Abstractions and SRP

The SRP is colloquially known as “a function or a class should do one thing”. The problem of this statement is that the definition of “one thing” is not very clear. Many people mitigated this issue by stating the SRP in other, more precise ways. Some of these alternative formulations are very helpful, but what helped me the most to implement SRP is the following guideline

The level of abstraction in a function implementation should be constant and as high as the locality of information allows.

For instance, consider the recipe

Pizza CreateMargheritaPizza() {
    Dough base{};
    base += TomatoSauce{};
    base += Cheese{};

    // Grow basil
    Flowerpot pot;
    pot.Fill(Earth{});
    pot.Plant(BasilSeed{});
    pot.Age(std::chrono::weeks{4});

    return Cook(base) + OliveOil{} + pot.Harvest();
}

The function operates at the ingredient abstraction level, except for the basil, where it goes into details about where it comes from. This is a SRP transgression smell, as is the “paragraph” in the function. Interestingly, this paragraph starts with a helpful comment, // Grow basil. This comment suggests the abstraction that should be created in order to simplify the function, Basil:

Pizza CreateMargheritaPizza() {
    Dough base{};
    base += TomatoSauce{};
    base += Cheese{};
    return Cook(base) + OliveOil{} + Basil{};
}

Now you’ve probably heard (or said) at least once in your career something along the lines

I wanted to keep my code simple and to know what it does, so I wrote everything in a single function.

This kind of comment stems from years of witnessing horrible abstractions such as:

int main(int argc, char* argv[]) {
    doSomething(argc, argv);
}

// In another file

void doSomething(int argc, char* argv[]) {
    MyType a{argc};
    a.visit(argv);
}

// In another file

class MyType: public BaseVisitor {
public:
    using BaseVisitor::BaseVisitor;
};

// In another file from another repository...

This is where locality of information comes in. A good abstraction keeps the information of what it does, but hides the information of how it does it. An example of such a good abstraction is quicksort(input).

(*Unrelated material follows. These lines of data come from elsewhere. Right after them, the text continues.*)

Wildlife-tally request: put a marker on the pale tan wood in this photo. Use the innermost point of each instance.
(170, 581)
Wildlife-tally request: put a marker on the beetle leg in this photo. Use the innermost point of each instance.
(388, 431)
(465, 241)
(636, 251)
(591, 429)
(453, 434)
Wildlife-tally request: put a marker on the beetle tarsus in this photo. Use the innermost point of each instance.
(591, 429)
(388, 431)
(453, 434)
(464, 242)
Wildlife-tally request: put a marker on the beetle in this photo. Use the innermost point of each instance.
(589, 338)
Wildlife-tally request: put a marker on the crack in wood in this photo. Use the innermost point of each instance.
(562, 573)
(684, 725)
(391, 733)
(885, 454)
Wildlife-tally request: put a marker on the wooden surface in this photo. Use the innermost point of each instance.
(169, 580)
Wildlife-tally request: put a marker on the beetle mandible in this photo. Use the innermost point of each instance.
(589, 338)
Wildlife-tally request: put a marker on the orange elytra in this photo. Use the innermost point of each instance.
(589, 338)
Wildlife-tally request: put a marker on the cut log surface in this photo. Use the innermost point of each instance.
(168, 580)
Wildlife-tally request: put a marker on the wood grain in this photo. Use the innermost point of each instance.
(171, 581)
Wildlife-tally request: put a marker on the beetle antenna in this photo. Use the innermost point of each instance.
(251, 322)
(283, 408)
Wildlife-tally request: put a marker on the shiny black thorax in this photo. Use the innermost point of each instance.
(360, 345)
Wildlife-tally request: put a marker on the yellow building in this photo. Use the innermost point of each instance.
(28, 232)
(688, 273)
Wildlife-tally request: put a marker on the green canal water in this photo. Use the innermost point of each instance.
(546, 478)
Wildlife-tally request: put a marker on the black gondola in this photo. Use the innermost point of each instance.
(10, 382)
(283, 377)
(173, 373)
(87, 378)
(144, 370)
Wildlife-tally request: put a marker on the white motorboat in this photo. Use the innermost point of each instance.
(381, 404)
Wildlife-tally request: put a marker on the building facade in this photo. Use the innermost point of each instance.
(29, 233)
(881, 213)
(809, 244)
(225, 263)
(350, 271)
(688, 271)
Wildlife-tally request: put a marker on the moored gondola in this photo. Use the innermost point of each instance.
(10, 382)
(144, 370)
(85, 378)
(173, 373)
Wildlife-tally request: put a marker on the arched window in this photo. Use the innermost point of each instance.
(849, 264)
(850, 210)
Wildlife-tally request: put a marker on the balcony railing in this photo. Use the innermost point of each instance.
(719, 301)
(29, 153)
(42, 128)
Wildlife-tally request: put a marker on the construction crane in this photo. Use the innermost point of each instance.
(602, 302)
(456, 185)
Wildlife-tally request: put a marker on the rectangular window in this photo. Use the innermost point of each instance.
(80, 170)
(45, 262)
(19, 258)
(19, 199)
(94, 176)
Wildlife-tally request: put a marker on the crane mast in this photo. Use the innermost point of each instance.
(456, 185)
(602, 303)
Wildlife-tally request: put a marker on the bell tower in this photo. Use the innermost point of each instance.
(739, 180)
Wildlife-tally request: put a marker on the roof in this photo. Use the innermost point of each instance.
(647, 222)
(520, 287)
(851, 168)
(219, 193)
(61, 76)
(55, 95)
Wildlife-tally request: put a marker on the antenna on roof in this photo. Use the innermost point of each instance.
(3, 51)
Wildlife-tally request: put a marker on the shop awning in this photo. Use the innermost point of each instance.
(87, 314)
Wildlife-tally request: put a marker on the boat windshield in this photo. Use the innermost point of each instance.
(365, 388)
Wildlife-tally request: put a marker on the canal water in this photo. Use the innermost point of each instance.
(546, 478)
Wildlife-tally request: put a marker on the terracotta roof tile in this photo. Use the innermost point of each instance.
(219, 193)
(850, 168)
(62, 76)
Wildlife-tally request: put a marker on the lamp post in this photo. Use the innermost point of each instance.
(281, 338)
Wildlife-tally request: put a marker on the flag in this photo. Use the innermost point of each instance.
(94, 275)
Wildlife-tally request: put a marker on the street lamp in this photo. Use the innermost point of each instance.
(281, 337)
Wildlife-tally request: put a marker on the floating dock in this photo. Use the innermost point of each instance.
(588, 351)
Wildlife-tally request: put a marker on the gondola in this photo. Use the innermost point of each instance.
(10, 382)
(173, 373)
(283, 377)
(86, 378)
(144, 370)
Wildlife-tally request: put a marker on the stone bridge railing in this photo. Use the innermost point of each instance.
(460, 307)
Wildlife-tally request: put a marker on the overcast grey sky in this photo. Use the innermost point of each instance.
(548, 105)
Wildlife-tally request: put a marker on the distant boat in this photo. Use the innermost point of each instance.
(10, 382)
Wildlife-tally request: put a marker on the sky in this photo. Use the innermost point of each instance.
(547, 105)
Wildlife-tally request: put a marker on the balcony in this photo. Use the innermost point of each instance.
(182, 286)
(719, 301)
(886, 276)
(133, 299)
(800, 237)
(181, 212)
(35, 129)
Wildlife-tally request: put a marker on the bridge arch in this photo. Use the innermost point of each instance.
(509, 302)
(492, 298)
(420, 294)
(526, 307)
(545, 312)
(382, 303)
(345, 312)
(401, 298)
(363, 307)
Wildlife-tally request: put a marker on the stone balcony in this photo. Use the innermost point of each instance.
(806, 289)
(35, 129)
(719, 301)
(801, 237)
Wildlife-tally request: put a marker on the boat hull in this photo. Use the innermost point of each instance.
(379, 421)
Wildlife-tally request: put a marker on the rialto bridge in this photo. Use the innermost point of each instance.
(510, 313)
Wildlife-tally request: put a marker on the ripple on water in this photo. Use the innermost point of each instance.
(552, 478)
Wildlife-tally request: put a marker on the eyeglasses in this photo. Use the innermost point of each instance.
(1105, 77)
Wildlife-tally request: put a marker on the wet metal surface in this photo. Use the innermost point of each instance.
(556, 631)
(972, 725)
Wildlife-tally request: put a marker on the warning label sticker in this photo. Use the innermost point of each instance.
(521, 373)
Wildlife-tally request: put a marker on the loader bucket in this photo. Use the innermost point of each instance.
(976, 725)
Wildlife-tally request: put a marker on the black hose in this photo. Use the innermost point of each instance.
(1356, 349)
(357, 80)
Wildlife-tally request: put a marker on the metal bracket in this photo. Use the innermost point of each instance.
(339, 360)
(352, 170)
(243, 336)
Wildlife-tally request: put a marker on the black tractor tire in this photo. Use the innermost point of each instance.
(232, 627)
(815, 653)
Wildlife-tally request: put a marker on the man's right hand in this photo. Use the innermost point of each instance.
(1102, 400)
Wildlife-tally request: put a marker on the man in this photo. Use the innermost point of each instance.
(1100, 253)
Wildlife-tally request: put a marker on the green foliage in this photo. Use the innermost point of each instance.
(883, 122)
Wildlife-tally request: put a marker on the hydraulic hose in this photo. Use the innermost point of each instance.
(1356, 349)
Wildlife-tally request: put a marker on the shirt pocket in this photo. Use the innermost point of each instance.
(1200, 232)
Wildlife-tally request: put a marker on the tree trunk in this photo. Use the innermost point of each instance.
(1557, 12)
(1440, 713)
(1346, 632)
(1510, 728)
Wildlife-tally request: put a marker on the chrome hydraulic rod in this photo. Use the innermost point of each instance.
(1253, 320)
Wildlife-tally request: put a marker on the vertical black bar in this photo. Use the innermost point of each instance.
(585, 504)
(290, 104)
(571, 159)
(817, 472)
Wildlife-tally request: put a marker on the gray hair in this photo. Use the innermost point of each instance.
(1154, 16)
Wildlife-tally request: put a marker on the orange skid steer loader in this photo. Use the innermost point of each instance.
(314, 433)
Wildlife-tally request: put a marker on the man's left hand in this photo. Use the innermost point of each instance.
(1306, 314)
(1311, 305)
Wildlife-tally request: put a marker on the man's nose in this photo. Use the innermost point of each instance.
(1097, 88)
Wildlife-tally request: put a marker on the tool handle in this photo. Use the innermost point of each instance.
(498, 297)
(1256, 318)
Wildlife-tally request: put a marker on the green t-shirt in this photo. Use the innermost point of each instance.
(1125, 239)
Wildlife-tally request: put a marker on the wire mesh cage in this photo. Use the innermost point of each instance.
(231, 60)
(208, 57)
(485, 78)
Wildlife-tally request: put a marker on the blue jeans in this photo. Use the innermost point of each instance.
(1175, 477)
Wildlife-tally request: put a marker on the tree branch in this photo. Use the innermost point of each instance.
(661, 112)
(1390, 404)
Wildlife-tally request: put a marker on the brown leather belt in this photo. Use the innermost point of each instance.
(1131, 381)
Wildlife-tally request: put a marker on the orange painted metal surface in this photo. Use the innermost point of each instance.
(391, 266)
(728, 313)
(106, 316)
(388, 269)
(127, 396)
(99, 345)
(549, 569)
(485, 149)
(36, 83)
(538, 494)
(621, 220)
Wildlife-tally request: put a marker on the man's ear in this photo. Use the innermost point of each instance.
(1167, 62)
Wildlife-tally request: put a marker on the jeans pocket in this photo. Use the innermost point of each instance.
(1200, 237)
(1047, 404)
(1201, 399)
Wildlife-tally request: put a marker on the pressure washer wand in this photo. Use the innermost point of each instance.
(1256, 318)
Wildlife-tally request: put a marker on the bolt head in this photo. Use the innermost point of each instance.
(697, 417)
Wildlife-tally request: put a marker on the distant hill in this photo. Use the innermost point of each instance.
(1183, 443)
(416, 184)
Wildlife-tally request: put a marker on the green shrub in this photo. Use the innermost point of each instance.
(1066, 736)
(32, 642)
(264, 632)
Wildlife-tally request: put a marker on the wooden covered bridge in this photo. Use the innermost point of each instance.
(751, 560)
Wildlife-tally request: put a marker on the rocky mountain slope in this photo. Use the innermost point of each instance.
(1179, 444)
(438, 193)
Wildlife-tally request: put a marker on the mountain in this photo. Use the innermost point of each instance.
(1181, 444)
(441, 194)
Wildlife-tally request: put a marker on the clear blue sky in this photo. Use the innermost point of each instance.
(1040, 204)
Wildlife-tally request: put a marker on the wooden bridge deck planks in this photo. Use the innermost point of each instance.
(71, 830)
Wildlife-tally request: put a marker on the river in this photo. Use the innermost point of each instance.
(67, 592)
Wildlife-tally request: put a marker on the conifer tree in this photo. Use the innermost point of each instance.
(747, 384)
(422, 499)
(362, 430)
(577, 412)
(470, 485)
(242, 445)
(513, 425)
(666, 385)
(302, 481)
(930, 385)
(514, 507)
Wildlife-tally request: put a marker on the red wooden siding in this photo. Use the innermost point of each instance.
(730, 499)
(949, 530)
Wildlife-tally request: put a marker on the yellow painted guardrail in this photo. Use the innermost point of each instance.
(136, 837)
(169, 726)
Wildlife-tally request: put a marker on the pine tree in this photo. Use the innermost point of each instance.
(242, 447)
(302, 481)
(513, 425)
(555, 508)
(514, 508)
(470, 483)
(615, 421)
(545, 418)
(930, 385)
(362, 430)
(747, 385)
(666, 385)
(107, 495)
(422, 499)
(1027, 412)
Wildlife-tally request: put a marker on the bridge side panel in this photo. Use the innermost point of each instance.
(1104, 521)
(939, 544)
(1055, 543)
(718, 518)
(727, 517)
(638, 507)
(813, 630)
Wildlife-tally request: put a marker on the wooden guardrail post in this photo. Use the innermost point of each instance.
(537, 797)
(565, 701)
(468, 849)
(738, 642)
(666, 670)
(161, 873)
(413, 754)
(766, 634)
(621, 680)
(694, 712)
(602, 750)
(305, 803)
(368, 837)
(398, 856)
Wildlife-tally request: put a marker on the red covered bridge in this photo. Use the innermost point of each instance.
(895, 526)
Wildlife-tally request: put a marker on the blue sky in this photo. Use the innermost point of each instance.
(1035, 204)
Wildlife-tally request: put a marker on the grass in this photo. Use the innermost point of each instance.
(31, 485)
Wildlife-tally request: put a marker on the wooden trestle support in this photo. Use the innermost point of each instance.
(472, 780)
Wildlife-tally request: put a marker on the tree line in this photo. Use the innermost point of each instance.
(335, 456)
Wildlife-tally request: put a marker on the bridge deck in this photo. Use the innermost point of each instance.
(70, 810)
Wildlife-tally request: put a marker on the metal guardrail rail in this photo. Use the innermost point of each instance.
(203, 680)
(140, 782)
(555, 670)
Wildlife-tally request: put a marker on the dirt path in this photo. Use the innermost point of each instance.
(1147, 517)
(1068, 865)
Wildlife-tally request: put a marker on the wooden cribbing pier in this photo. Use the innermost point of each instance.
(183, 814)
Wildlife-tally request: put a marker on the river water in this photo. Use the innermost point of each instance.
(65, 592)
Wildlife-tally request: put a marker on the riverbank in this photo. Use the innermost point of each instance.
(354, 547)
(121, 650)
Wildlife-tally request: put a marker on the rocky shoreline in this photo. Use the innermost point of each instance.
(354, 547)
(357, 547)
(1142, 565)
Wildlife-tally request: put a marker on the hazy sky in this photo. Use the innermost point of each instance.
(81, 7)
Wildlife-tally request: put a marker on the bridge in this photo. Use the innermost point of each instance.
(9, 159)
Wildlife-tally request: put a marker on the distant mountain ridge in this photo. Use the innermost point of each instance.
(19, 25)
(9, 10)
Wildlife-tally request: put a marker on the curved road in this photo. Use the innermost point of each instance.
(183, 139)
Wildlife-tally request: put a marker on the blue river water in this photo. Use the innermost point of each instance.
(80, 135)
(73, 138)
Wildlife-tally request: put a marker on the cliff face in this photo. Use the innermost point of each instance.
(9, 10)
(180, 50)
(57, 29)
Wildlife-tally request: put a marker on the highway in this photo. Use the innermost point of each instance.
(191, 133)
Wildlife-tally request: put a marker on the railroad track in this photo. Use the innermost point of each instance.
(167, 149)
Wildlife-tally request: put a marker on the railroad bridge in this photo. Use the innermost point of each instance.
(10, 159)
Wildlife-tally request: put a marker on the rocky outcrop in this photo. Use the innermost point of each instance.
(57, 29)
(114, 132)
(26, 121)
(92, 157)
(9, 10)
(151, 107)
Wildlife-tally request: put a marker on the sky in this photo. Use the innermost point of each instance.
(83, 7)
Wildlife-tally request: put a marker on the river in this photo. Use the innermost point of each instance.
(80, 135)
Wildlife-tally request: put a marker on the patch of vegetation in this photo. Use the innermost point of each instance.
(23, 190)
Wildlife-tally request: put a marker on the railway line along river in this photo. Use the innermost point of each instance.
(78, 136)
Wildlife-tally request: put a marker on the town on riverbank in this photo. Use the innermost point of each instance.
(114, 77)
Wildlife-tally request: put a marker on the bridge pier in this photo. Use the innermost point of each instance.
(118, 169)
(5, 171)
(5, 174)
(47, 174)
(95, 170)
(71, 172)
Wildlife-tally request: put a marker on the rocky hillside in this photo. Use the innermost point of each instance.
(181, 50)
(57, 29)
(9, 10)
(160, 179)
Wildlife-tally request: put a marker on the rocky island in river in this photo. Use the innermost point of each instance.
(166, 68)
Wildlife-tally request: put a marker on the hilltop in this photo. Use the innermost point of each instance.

An important conclusion that stems from this discussion is that SRP is not about naively distributing the code in many small functions. It is about finding the abstractions hidden in your code and using the appropriate mechanisms (classes, functions, modules) in order to represent them.

One reason why we still see a lot of large classes and functions is that writing good abstractions can be very hard. Sometimes, there is not even a word that exists to describe the concept that you are trying to express. For instance, in the seminal book Design Patterns, we can read:

The purpose of this book is to record experience in designing object-oriented software as design patterns. Each design pattern systematically names, explains, and evaluates an important and recurring design in object-oriented systems.

In other words, arguably one of the most important contributions of the Gang of Four is to have named typical abstractions that software engineers were using. Hence, thanks to them, we can now discuss these patterns and label their usage in our code more easily, so other developers can understand our intent in a blink.

Abstractions show when to be DRY

The DRY principle states that we should not repeat ourselves. It is hard to overestimate the importance of this principle; we have all experienced many bugs created by forgetting to change one of the N copy-pasted pieces of code in a code base. However, you might also have seen cases where the application of the principle seemed, to say the least, far-fetched…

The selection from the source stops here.